I didn’t give a shit about the mental health aspects (or the health aspects)–I just wanted the martial applications. My teacher was wise enough not to argue with me about it because she figured out fairly quickly that pushing me was not the way to get me to do anything. I was a recalcitrant practitioner when I first started, and I only went to one class a week. Because I refused to practice at home, I added another class and then a third. It was several years after that I added a home practice of five minutes of warm-up/weights a day. Yes, there is a taiji weight set. I should get back to it because it really felt good. I have always liked lifting weights. I hated every second of it, and I couldn’t wait to be done. Then, I started adding other things to my daily regime, and it’s now a half hour if not more.

Several years into my practice, I fell off a ladder while painting my house. I landed with a thud, but I was not injured except for a bruised big toe. It’s because the second I realized I was going to fall, I instinctively relaxed. It was the same when I  was in a minor car accident in which big-ass car (technical term) plowed into me. I saw the car coming at me, thought, “I’m going to get hit” and immediately relaxed. I walked away with a massive bruise on my stomach and nothing else. Even with everyone warning me that I would have a stiff neck later, it didn’t happen.

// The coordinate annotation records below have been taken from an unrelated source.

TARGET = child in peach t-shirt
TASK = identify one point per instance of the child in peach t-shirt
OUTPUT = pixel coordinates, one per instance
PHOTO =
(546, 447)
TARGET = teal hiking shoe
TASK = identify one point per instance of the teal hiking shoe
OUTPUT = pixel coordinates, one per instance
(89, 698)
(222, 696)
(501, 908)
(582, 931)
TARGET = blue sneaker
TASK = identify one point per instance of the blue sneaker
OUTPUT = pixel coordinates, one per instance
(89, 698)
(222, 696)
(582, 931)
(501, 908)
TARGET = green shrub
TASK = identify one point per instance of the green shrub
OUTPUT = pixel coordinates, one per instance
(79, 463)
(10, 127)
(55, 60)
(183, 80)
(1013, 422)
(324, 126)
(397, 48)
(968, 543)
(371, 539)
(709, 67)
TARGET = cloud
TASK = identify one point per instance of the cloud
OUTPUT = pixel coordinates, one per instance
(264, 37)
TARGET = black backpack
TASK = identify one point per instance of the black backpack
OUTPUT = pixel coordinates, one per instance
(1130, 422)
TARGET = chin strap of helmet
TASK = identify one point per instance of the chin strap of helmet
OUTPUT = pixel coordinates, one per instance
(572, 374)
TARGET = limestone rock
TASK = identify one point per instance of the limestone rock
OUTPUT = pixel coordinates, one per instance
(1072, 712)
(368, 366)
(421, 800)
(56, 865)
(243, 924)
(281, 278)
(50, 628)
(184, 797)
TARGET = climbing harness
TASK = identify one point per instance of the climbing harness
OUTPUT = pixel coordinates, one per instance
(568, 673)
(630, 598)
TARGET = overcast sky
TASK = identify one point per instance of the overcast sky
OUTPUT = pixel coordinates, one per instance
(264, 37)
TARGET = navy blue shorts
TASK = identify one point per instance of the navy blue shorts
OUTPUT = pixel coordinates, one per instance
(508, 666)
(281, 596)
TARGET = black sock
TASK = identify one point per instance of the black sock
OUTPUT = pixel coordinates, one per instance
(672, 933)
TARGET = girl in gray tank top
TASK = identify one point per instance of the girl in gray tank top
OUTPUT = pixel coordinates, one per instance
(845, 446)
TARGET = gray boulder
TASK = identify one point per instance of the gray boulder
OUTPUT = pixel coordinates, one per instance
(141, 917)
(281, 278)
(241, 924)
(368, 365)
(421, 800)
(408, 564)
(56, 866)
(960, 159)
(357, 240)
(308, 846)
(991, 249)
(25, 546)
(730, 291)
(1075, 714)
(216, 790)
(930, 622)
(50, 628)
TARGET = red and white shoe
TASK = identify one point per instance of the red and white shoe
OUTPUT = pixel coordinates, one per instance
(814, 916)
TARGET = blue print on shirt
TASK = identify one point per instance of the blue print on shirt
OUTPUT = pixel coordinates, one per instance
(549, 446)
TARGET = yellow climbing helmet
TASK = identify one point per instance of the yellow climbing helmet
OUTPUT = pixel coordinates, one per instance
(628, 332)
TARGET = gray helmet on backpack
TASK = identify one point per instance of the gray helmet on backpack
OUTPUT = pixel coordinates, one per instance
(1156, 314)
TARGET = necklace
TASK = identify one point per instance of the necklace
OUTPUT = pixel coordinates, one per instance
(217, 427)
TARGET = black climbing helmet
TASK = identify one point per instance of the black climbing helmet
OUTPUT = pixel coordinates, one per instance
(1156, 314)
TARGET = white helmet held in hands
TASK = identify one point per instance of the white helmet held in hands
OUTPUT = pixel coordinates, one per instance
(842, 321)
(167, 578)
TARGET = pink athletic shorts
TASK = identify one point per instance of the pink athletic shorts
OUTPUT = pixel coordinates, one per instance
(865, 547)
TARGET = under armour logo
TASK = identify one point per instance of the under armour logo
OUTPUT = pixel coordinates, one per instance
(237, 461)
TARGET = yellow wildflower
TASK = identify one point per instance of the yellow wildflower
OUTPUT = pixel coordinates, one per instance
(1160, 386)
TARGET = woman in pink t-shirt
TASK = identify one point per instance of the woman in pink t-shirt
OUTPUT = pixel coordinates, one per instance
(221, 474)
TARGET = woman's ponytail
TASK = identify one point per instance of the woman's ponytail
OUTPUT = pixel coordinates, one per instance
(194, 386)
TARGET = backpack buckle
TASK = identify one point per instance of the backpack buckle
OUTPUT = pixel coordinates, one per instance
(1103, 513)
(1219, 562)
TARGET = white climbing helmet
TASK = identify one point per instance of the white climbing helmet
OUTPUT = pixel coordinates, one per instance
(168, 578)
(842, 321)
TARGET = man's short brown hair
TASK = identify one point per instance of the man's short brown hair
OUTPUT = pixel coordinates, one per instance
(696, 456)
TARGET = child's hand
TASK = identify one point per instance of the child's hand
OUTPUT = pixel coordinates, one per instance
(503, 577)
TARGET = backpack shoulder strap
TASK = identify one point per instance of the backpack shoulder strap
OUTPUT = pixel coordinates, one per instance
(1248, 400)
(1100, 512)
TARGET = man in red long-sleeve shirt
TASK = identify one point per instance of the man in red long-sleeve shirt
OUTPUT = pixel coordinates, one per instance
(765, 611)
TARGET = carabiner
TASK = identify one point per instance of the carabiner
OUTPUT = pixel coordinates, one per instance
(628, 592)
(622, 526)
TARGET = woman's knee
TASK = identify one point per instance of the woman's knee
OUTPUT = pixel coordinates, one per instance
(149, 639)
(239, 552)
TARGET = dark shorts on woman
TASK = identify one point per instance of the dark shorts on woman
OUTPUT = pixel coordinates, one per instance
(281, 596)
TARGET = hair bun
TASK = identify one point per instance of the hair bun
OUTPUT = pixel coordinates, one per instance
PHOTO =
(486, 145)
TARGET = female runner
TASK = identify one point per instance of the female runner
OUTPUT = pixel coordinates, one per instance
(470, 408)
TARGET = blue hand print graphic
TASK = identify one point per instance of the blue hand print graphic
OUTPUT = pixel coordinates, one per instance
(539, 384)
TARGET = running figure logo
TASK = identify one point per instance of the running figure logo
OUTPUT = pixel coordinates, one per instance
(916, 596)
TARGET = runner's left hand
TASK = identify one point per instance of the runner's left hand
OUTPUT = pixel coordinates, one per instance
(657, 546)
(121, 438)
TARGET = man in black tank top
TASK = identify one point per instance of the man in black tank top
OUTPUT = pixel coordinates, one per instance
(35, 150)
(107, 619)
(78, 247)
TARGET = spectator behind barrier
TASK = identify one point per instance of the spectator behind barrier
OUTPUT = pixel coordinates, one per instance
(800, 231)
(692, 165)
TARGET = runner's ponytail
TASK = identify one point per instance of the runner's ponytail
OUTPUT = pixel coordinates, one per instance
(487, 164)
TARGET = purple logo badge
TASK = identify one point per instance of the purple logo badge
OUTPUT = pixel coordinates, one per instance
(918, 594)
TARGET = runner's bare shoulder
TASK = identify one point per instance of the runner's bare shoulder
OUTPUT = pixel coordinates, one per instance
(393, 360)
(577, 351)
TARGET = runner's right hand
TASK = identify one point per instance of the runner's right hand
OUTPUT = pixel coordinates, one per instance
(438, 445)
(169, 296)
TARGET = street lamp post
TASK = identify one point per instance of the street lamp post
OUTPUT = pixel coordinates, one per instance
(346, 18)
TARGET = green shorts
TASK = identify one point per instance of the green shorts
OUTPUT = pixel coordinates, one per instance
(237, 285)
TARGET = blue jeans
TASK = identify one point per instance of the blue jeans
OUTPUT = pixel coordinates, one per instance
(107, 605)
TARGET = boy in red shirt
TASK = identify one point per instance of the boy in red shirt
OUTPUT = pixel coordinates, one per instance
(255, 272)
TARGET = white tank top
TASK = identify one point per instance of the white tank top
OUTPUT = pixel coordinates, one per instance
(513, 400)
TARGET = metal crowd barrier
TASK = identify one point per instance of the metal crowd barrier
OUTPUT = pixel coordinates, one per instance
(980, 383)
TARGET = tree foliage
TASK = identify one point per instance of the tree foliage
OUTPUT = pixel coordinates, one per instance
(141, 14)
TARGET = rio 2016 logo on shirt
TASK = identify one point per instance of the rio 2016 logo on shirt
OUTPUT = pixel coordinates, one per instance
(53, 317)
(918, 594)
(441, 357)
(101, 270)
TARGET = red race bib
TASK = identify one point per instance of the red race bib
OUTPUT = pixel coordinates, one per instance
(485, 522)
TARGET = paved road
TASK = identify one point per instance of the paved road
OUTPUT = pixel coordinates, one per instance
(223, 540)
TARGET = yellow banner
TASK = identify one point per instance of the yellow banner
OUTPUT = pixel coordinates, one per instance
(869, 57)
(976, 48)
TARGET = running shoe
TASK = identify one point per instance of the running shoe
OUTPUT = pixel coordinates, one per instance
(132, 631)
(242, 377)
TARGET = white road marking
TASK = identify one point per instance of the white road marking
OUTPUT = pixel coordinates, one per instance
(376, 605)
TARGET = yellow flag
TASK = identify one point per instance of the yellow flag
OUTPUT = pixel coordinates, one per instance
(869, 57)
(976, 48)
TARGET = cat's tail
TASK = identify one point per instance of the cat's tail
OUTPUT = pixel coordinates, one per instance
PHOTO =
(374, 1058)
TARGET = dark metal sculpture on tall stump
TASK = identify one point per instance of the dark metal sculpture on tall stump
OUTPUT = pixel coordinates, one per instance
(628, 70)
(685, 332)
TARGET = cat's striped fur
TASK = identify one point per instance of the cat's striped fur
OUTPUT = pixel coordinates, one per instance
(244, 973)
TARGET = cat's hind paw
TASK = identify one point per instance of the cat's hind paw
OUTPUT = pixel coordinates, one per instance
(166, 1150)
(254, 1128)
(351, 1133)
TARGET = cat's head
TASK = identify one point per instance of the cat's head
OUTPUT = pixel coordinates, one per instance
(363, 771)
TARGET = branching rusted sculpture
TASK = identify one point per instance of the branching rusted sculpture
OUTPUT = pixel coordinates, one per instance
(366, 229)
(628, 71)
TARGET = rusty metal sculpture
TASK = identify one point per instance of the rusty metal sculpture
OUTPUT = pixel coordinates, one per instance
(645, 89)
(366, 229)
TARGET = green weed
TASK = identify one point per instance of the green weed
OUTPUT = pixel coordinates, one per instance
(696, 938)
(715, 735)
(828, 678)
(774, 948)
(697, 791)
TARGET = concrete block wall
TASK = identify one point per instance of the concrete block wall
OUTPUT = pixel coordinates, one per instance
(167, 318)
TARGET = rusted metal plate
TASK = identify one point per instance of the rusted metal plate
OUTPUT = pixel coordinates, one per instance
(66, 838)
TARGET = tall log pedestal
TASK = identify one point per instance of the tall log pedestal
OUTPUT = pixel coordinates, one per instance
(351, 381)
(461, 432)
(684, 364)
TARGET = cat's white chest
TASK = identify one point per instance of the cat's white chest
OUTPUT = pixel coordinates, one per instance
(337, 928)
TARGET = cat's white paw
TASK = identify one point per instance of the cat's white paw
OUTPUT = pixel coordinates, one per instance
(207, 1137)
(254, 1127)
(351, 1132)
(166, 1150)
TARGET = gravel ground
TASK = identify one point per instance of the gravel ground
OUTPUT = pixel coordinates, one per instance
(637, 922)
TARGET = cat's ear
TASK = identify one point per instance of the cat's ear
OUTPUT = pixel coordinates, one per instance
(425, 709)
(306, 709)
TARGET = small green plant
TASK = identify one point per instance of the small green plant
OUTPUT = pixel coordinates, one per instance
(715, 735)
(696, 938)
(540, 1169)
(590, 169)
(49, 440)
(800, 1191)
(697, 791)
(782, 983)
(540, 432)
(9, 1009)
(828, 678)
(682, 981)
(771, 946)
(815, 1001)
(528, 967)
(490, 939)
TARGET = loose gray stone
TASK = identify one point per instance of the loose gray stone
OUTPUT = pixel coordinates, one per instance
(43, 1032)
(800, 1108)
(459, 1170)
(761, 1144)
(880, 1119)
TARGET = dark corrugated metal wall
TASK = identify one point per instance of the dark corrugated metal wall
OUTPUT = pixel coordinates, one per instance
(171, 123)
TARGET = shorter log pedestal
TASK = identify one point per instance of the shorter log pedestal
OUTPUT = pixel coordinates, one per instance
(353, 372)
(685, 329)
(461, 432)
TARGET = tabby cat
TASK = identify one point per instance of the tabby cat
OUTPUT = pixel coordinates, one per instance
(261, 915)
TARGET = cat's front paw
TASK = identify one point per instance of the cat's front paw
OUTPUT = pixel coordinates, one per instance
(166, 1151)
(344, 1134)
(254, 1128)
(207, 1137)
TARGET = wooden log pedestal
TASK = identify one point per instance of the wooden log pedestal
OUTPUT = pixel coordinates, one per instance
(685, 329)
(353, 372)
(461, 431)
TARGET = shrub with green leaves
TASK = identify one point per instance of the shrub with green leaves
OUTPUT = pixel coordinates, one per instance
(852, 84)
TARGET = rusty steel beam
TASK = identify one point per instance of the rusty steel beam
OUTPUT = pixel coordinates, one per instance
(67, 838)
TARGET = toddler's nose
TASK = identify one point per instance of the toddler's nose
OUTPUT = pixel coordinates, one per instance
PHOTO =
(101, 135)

Taiji has been helpful for me in so many ways. I’m less uncomfortable in crowds because of it. I still don’t like it, but I don’t freak out like I used to. I have a better relationship with my parents because of it. It helps me try to take my parents as they are and not as I wished they’d be. In these trying times, taiji  is one of the few things that allows me to feel grounded at all. It’s not the be-all, end-all, but it is helpful. Right now, I’ll take anything I can get.